'Untouchable' Exposes a Violator Beyond That Of Harvey Weinstein

Documentarian Ursula Macfarlane attacks the willful ignorance of those who sit at the feet of power.

Untouchable-2
Sundance

Over the course of Untouchable’s 98 minutes, you face dozens upon dozens of Harvey Weinstein portraits blasted across the screen with a rat-a-tat rate of machine gun fire. You stare down the barrel of his gaze, and your preconceived notions of his newsworthy atrocities pack each shot with nauseating venom. As the film progresses, the sensation worsens. This is the glare of a monster. A monster we’ve always known but only recently have been willing to confront.

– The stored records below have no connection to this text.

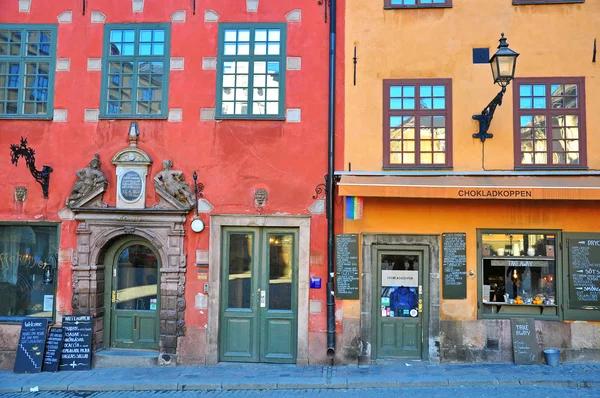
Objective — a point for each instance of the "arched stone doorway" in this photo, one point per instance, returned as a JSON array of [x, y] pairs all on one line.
[[163, 231]]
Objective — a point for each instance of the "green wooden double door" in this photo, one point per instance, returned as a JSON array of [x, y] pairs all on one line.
[[131, 286], [259, 290]]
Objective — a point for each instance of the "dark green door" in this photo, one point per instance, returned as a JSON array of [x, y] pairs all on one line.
[[259, 295], [398, 304], [133, 287]]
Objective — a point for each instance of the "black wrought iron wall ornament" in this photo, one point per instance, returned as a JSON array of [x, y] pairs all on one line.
[[198, 188], [22, 151]]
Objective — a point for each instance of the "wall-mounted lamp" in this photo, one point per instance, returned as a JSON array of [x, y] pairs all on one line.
[[503, 63]]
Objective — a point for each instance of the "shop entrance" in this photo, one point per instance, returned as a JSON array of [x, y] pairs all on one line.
[[131, 287], [258, 314], [400, 290]]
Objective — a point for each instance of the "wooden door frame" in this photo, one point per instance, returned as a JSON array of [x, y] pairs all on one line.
[[111, 259], [217, 222], [423, 252], [431, 331]]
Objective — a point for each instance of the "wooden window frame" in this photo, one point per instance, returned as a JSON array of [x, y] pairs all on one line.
[[23, 59], [106, 59], [548, 112], [447, 112], [389, 6], [537, 2], [281, 58]]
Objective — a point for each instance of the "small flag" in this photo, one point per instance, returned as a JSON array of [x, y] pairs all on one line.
[[354, 207]]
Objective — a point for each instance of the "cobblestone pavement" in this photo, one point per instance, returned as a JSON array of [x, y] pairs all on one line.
[[428, 392]]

To borrow a word from actress Paz De La Huerta, Weinstein, as presented, is absolutely “repulsive.” Today, that’s easy and obvious to say. Yesterday, it might still have been obvious, but not as easy. The Miramax mogul built an empire using tactics familiar to mobsters, wielding the muscle of money and employing an army of henchman to intimidate results. If you were a woman who wandered into his crosshairs, your options were A) submit or B) keep your mouth shut. Harvey was repercussion-less.

None of this is news.

Untouchable collects the narrative assembled by investigative reporters Ronan Farrow, Megan Twohey, and Jodi Kantor of The New Yorker and The New York Times. The stories are damning, absolutely brutal, and not-at-all surprising. Their reporting was the signal flare that launched the #MeToo movement and unveiled a seemingly endless torrent of sexual predators. As a result, we’ve become accustomed to the grotesque. The horror is not extraordinary but ordinary, making its accepted presence all the more reprehensible. We’re not comfortably numb, but necessarily so. We put down the paper aghast, then ruffle our way to the sports page.

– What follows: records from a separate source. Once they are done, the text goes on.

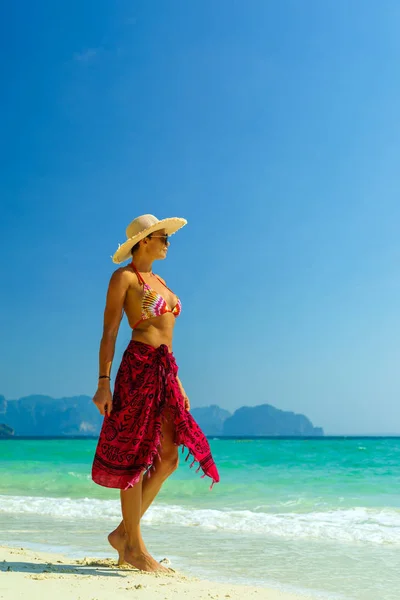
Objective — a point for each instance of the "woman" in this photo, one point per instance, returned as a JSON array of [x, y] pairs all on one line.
[[147, 417]]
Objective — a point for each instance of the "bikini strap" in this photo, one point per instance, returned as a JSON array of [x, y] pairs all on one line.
[[141, 280], [164, 284]]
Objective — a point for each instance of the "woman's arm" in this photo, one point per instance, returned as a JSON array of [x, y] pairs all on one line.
[[118, 286]]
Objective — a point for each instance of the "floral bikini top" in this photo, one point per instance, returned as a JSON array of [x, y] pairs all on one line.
[[153, 304]]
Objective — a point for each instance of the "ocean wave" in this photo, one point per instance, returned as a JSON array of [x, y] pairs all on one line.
[[344, 525]]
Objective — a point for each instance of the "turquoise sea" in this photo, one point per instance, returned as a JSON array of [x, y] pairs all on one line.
[[320, 516]]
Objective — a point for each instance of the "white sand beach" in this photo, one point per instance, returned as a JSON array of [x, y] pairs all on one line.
[[42, 576]]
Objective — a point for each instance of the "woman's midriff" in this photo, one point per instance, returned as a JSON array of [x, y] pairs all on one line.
[[156, 332]]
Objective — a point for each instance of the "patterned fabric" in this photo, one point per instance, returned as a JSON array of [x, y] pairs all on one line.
[[153, 304], [145, 387]]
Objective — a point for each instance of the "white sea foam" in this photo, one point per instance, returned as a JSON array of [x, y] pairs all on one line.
[[345, 525]]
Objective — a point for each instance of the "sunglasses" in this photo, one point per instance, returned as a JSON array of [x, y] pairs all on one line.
[[162, 237]]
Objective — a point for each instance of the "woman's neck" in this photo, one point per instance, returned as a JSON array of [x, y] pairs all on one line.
[[143, 264]]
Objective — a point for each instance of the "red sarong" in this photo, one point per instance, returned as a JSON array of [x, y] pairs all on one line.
[[130, 437]]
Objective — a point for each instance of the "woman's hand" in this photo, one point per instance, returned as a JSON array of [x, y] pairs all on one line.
[[103, 399]]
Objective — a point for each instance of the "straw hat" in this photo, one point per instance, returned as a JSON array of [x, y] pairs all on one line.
[[140, 228]]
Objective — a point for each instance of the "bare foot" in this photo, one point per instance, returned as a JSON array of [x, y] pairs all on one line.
[[118, 542], [143, 561]]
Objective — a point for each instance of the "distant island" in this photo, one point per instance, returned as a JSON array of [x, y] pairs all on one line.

So, why bother? Why re-tread ground documented exceptionally by The New Yorker, The New York Times, and dozens of others since? The most obvious and simple answer is that these women who fell prey to this predator need as many platforms to yell their story as possible. Their accusations in print are one thing, but the opportunity to weaponize their gaze is something altogether different. Now, we must face their blazing stare; hear their pain, witness their strength. It’s certainly harrowing, but mostly their similar sagas are piercing.

In allowing Rosanna Arquette, Caitlin Dulany, Erika Rosenbaum, and others the time to detail their all-too-similar experiences, director Ursula Macfarlane attacks our desensitized culture. Here is a confrontation between filmmaker and consumer, where the audience is trapped with their accounts; where they cannot skim through their pain to reach the entertainment section. We must reconcile with the pedestal in which we place power.

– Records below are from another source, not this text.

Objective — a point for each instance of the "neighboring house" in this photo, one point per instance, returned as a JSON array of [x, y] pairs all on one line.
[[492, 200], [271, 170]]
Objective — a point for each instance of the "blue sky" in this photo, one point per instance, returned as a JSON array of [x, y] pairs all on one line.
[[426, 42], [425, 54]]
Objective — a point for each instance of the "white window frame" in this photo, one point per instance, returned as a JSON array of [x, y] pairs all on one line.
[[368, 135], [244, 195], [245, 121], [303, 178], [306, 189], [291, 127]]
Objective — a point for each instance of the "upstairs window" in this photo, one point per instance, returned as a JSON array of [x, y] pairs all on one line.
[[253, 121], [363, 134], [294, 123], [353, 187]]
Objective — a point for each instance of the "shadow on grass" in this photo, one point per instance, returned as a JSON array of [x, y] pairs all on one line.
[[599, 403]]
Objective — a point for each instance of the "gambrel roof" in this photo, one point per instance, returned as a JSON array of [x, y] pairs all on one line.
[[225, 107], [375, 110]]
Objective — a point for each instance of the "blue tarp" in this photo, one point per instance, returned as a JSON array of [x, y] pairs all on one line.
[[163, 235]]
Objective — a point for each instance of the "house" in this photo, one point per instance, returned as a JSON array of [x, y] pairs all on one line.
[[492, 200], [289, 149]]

As their tales build one atop the other, the violator of the story grows beyond that of Weinstein. Macfarlane goes into the hallways of Miramax. She places the secretaries, the accountants, and the CEOs in front of her camera and she lets them damn themselves. Some claimed to believe in a sexual currency being exchanged behind hotel doors, while others acknowledge the “open secret” of Weinstein’s lecherous behavior. The studio’s success provided an unstoppable momentum of “get out of jail” money, that didn’t so much silence victims as it did bury them under a mountain of willful ignorance.

You may believe you already know the story of Untouchable. You may even be right. I would still encourage you to seek out Macfarlane’s documentation. We owe it to these women and to ourselves to catalog their stories and appreciate the unchecked horror our fetishizing of wealth creates.